Despite these challenges, AstraZeneca CEO Pascal Soriot remains optimistic about the company's future in China, stating, "longer term, we see continuous opportunity for growth in China." The acquisition signals AstraZeneca's commitment to the Chinese market, where it has maintained a presence since 1993.

Roxadustat: A Key Asset in China's Anemia Market

The deal gives AstraZeneca full rights to roxadustat in China, where it is approved for the treatment of anemia in chronic kidney disease (CKD) and is undergoing regulatory review for chemotherapy-induced anemia. Roxadustat, marketed as Evrenzo, is currently the leading drug in China's CKD anemia market.

However, the drug faces potential competition from generic versions, with Chinese pharmaceutical giant CSPC Pharmaceutical receiving approval for its generic roxadustat last summer. Several other companies have also filed for approval of their copies in China.
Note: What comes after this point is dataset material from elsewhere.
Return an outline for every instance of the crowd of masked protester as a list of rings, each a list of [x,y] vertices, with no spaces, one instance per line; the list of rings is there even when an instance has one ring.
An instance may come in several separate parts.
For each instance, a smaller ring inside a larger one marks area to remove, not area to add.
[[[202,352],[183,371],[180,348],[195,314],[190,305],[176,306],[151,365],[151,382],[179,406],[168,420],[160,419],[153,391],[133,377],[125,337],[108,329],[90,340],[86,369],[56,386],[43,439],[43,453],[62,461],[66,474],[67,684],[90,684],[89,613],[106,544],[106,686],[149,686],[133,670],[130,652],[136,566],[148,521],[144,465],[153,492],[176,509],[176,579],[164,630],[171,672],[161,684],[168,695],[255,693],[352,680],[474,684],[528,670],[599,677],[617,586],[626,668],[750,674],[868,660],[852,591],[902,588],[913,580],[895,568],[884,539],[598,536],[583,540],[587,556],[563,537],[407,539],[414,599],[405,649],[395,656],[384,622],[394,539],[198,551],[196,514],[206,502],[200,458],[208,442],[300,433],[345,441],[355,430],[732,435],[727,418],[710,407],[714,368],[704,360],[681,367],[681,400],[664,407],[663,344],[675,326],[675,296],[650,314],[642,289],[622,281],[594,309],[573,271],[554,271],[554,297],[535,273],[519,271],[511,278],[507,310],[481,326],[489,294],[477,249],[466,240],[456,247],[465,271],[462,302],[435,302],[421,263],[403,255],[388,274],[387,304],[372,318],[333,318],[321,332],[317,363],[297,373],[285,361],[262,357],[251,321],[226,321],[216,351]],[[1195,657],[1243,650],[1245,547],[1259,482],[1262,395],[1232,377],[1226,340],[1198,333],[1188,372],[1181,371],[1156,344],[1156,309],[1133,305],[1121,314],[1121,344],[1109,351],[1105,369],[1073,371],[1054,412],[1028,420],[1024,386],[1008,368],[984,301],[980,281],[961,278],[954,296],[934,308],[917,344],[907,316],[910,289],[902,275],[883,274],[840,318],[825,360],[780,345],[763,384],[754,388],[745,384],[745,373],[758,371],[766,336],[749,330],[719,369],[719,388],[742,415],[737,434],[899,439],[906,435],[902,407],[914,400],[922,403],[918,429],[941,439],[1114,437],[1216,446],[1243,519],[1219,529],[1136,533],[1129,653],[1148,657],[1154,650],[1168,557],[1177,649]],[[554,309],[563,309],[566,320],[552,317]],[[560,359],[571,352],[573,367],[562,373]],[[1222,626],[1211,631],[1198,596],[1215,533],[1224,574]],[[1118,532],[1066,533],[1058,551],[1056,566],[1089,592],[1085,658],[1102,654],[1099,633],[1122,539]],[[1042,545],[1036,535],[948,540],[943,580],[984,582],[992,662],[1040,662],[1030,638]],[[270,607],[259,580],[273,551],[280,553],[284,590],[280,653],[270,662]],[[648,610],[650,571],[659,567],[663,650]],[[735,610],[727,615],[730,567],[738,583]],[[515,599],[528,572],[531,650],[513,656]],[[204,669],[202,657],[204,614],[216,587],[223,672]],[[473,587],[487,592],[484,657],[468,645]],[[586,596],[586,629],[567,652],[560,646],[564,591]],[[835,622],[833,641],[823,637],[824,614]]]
Financial Implications for FibroGen

For FibroGen, the sale of its Chinese subsidiary provides a much-needed cash infusion. The biotech plans to use the proceeds to repay an outstanding term loan facility to Morgan Stanley Tactical Value, extending its cash runway into 2027. This financial boost will allow FibroGen to continue advancing its oncology pipeline and fund ongoing research and operations.

FibroGen CEO Thane Wettig commented on the deal, saying it "bolsters our company on several fronts" by strengthening the company's financial position and enabling continued progress on key development programs, including the CD46-targeting antibody-drug conjugate FG-3246 and companion PET imaging agent FG-3180 for metastatic castration-resistant prostate cancer (mCRPC).